Ein wichtiger Aspekt ist dabei der Arbeitsplatz der Zukunft, wie er im Projekt Phoenix bereits getestet wurde. Auf Basis von Open Source wird dieser von den Kooperationspartnern nun entwickelt und dann sowohl mit marktüblichen Angeboten kompatibel als auch für das mobile sowie das Arbeiten im Homeoffice optimiert sein.

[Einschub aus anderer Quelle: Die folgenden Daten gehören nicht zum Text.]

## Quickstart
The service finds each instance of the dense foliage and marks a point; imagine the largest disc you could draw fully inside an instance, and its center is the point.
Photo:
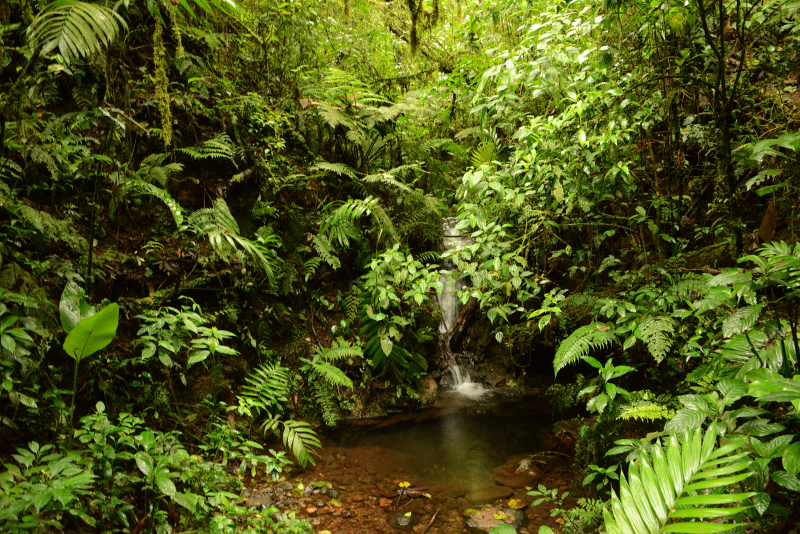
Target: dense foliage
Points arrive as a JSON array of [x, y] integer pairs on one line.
[[220, 220]]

„Die Zusammenarbeit erfolgt vor dem Hintergrund, dass auf die öffentliche Hand zunehmend große IT-Herausforderungen zukommen und die finanziellen Möglichkeiten einzelner Protagonisten demgegenüber oft nicht ausreichend sind“, heißt es seitens der Stadt München. „Hinzu kommt der Fachkräftemangel im Bereich der IT, der innovativer und fundamentaler Lösungsansätze bedarf, um auch zukünftig den Anforderungen gerecht werden zu können.“ Über die bisherige Zusammenarbeit hinaus sollen dabei auch weitere innovative Gestaltungsmöglichkeiten für die kommunale Digitalisierung erarbeitet werden.
Oberbürgermeister freut sich auf Zusammenarbeit mit innovativen Partnern
„München zeigt wieder einmal, dass es innovative Wege geht, um die Digitalisierung zum Wohle der Bürgerinnen und Bürger voranzutreiben“, kommentiert Münchens Oberbürgermeister Dieter Reiter die neue Partnerschaft. „Mit Dataport gewinnt München einen weiteren innovativen Partner, der ähnliche Ziele verfolgt und bereits viele Grundlagen geschaffen hat, auf die man setzen kann. Und dass mit der AKDB auch der Freistaat zentraler Teil der Kooperation sein wird, begrüße ich sehr“, betont Dieter Reiter. „Eine solche Kooperation von Anstalten des öffentlichen Rechts und Kommunen ist bisher einzigartig in Deutschland.“
Die Ergebnisse der Kooperation sollen im Sinne des „Einer für alle“-Ansatzes auch Dritten aus dem öffentlichen Sektor zur Verfügung gestellt werden. Dadurch soll ein möglichst effektiver Einsatz aller Aufwendungen und Ressourcen im öffentlichen Sektor sichergestellt werden.
OB Dieter Reiter (Bild oben) und Götz Wohlberg von Open-xchange (Bild unten)
Keine Grenzen bei der Skalierbarkeit und guter hiesiger Service
„Auf europäische Lösungen zu setzen, macht für deutsche Behörden und Unternehmen nicht nur aus Datenschutzrechtlichen Aspekten Sinn“, erklärt Götz Wohlberg von Open-Xchange. „Bei Open Source gibt es keine Grenzen bei der Skalierbarkeit und einen guten hiesigen Service. Gibt es mal ein Problem, wird dieses bei Open-Source-Software schnell gefunden und gelöst, weil viele Augen darauf schauen können“, so Wohlberg. „Das ist bei proprietärer Software nicht möglich. Da können nur die darauf schauen, die es entwickelt haben – und so bleiben die Probleme nicht selten für immer bestehen“, weiß der Experte.
In München wird man sich mit diesen und ähnlichen Problemen zukünftig nicht mehr herumärgern müssen. Die digitale Souveränität machts möglich.